West Bengal Chess Association
- Official logo of WBCA
- Abbreviation: WBCA
- Formation: 1959
- Dissolved: 2012
- Type: Sports organisation
- Legal status: Association
- Headquarters: Room No. 28 Netaji Indoor Stadium Eden Gardens Calcutta - 700 021
- Location: Around West Bengal;
- Region served: Entire West Bengal
- Members: Affiliated Districts and Academies/Clubs
- Official language: Bangla
- President: Ramola Chakraborty
- Affiliations: All India Chess Federation
- Staff: 12
- Website: Official Website

= West Bengal Chess Association =

Chess organization in India

The West Bengal Chess Association (WBCA) the apex body for the game of chess in West Bengal, India, was dissolved in 2012 after the formation of the Bengal Chess Association. It was formed in the late 1959s and was affiliated with the All India Chess Federation.

==Affiliates==
The WBCA used to have a number of affiliated districts bodies, academies and clubs under it.

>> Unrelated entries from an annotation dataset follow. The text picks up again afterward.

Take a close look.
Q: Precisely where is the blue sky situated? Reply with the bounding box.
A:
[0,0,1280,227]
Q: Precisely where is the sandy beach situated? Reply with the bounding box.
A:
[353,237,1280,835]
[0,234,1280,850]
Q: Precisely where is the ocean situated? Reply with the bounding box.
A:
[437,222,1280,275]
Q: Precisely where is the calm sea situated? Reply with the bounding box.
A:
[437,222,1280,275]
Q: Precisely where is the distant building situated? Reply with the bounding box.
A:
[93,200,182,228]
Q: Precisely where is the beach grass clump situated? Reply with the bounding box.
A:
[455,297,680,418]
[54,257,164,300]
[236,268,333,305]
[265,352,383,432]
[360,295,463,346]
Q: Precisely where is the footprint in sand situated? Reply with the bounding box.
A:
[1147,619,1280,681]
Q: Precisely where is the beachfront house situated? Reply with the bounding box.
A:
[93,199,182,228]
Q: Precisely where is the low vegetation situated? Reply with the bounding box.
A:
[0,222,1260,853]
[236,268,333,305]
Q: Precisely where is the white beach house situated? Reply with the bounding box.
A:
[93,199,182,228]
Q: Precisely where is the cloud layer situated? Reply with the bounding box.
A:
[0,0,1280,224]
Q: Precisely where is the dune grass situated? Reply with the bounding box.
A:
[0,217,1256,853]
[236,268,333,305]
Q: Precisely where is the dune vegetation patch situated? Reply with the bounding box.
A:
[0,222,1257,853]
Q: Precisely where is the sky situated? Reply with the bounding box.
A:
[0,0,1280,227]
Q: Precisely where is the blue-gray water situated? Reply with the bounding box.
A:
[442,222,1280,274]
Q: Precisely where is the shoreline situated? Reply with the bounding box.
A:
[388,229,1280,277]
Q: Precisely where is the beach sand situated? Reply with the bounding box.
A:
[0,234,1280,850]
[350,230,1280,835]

===Affiliated District Associations===
- North 24 Parganas District Chess Association
- South 24 Parganas District Chess Association
- Howrah District Chess Association
- Hooghly District Chess Association
- Burdwan District Chess Association
- Purba Midnapur District Chess Association
- Jalpaiguri District Chess Association
- Darjeeling District Chess Association
- Murshidabad District Chess Association
- Coochbihar District Chess Association
- Uttar Dinajpur District Chess Association
- Nadia District Chess Association

===Affiliated Academies and Clubs===
- Alekhine Chess Club
- Dibyendu Barua Chess Academy
- Calcutta Chess Academy
- Calcutta Chess Club
- Behala Chess Club
- Lake Town Cultural Organization
- Sealdah Sports & Cultural Organization
- Gariahat Chess Club
- City Chess Forum
- Pulse Chess Academy

==Events==
The WBCA had organised some notable events in the state.
- On December 4 to 14, 1996, the WBCA organized for the first time in India the Commonwealth Open Chess Championship at Kolkata.
- In 1999, the WBCA organised the National Age Group Chess Championship at Howrah.
- In 2000, WBCA held All India Fide Rated Chess Tournament at Kolkata.